La notion de comportement s’est historiquement constituée par opposition à celle de conscience, ou, selon un terme plus moderne, de subjectivité ; encore actuellement, elle ne peut être correctement comprise que dans cette opposition. La vie psychologique quotidienne entraîne non à percevoir les comportements d’autrui dans leur nudité objective, mais bien plutôt à appréhender dans une même saisie les actes et les interprétations auxquelles ils peuvent donner lieu, les gestes ou les paroles et leurs significations ; ainsi on ne voit pas de façon naturelle l’extension d’un bras suivie d’une flexion des doigts en opposition avec le pouce, mais plus simplement — en fait de façon plus construite — un homme qui prend un objet.
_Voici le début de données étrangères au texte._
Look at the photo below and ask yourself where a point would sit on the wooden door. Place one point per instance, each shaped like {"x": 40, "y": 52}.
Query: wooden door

La prise en considération des seuls comportements implique donc une abstraction qui va à l’encontre des habitudes communes de perception et de connaissance des êtres vivants ; elle impose de ce fait un véritable ascétisme cognitif.

Il est intéressant de relever la part prise par la psychologie animale dans l’élaboration de la notion de comportement. C’est en effet à propos de l’animal que la contradiction s’est d’abord développée de la façon la plus visible entre une interprétation spontanée de ses activités en termes de psychologie anthropomorphique subjective et les données réellement observées. Les controverses qui se sont établies à la fin du xixe s. et au début du xxe entre les tenants d’une psychologie traditionnelle, prêtant aux animaux toute une gamme de sentiments, de connaissances, de volitions dérivés de l’introspection, et les novateurs, soucieux de ne fonder leurs conclusions que sur des observations objectives, ont largement contribué à ce que se dégagent de leur gangue subjectiviste les phénomènes de comportement. Encore aujourd’hui, l’exemple des animaux permet de comprendre plus aisément qu’on ne peut connaître l’individu qu’à partir de ce qu’il fait ou manifeste.


Comportement et béhaviorisme

La constitution de la notion de comportement s’est effectuée dans un contexte philosophique et idéologique qui en a largement marqué le destin ultérieur ; le principal trait en est sa confusion fréquente avec la conception béhavioriste de la psychologie.

En fait, on pourrait trouver les racines du concept de comportement, sous sa forme d’ailleurs la plus mécaniste, dans la conception cartésienne des animaux-machines et dans les idées qui en découlèrent chez les philosophes français matérialistes du xviiie s. Le développement de la physiologie scientifique au xixe s. et notamment l’importance accordée à la notion de réflexe préparèrent ensuite son avènement : on peut considérer que la première étude scientifique du comportement fut celle qui fut effectuée par I. P. Pavlov, dans le prolongement des conceptions de I. Setchenov, sur les réflexes conditionnels. Mais, dans ces travaux, le concept de comportement n’était pas explicitement utilisé ; il ne le fut que lorsque J. B. Watson reprit au compte de la psychologie béhavioriste tous les apports de l’étude du conditionnement.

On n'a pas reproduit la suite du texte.